WASHINGTON — Ahead of President Trump’s visit to West Virginia on Tuesday, White House officials outlined what they said was an aggressive midterm campaign agenda that would capitalize on the president’s efforts to draw crowds to rallies — held largely in states where he is already popular — and lend his likeness to the Republican National Committee’s fund-raising efforts.
In a phone call with reporters, multiple senior officials familiar with the president’s plans for the midterms said Mr. Trump would be participating in at least eight rallies over the next six weeks and as many as 16 fund-raisers, which officials said had filled R.N.C. coffers upward of $227 million so far this election cycle.
Mr. Trump will visit at least seven states — and as many as 15 — in the next six weeks, the officials said, including North Dakota, South Dakota, Missouri, Montana, Nevada, Kentucky and Tennessee. Most are not traditional battleground states, but several are home to Democratic senators who face difficult re-election fights. At recent campaign rallies, in stops in places like Indiana and North Dakota, the president has seemed to relish taking punches at those vulnerable Democrats, with the constant rallying cry that they are obstructing his agenda.

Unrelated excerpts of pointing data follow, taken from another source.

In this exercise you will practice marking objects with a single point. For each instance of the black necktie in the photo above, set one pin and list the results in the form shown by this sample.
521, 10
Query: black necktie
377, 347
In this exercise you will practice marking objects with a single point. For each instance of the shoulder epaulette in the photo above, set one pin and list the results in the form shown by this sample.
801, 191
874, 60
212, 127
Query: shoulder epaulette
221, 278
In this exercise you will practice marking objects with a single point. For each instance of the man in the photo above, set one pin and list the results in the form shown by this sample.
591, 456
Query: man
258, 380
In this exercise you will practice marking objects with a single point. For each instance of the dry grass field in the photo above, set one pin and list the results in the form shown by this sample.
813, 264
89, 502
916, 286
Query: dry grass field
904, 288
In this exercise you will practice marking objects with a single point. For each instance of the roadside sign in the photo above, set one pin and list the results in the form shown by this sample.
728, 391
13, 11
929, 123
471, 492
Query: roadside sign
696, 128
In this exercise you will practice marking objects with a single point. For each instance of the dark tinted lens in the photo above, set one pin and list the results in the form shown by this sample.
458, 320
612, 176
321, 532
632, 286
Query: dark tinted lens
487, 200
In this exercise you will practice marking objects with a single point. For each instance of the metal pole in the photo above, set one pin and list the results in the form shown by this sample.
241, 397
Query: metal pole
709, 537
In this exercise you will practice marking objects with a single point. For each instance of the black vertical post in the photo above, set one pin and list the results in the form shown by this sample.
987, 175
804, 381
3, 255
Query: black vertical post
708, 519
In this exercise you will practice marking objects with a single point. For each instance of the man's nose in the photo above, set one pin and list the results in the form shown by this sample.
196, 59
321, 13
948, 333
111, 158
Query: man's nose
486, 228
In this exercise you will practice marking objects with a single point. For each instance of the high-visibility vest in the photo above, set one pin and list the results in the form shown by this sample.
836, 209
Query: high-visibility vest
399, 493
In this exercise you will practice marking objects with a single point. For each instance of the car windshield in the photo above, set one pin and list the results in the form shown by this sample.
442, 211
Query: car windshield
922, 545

On Tuesday evening, Mr. Trump is scheduled to make his sixth visit to West Virginia, where Senator Joe Manchin III faces a tough battle for re-election despite breaking rank with his party and becoming the first Democrat to meet with Judge Brett M. Kavanaugh, Mr. Trump’s Supreme Court pick.

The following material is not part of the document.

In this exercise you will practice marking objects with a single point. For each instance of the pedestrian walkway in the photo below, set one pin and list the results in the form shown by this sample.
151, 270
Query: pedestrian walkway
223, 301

In the phone call with reporters on Tuesday, White House officials declined multiple requests by reporters to put their efforts to promote Mr. Trump’s agenda on the record. One person familiar with the president’s thinking claimed that as many as one-third of all recent rally attendees were not Republican voters, while another said the number was a general statement about the president’s ability to draw in people who came not necessarily to enjoy the red-meat content, but to see the president.
Officials said they would remain cautious about sending the president into more traditional battleground states as the next few weeks unfold. Some in Mr. Trump’s party have noted a risk to Mr. Trump’s firebrand approach, particularly when it comes to railing against immigrants in states that are home to Republicans in affluent, heavily suburban districts that the party must win to keep control of the House.
In an interview about Mr. Trump’s approach to rallies this month, Kellyanne Conway, the counselor to the president, characterized Mr. Trump’s personality and political instincts as the campaign’s greatest asset.
She also said the president would make it clear that a vote for Republicans would be a vote to uphold specifics of his agenda.
“His message is ‘here’s what we’ve done for you,’” Ms. Conway said. “It’s not ‘vote for me,’ it’s ‘vote for this man or woman.’”
Other presidents have used rallies as a shot in the arm to gin up support before midterm elections, but the White House made it a point on Tuesday to say that the president was topping his predecessors, including Presidents George W. Bush and Barack Obama, when it came to midterm campaign stops.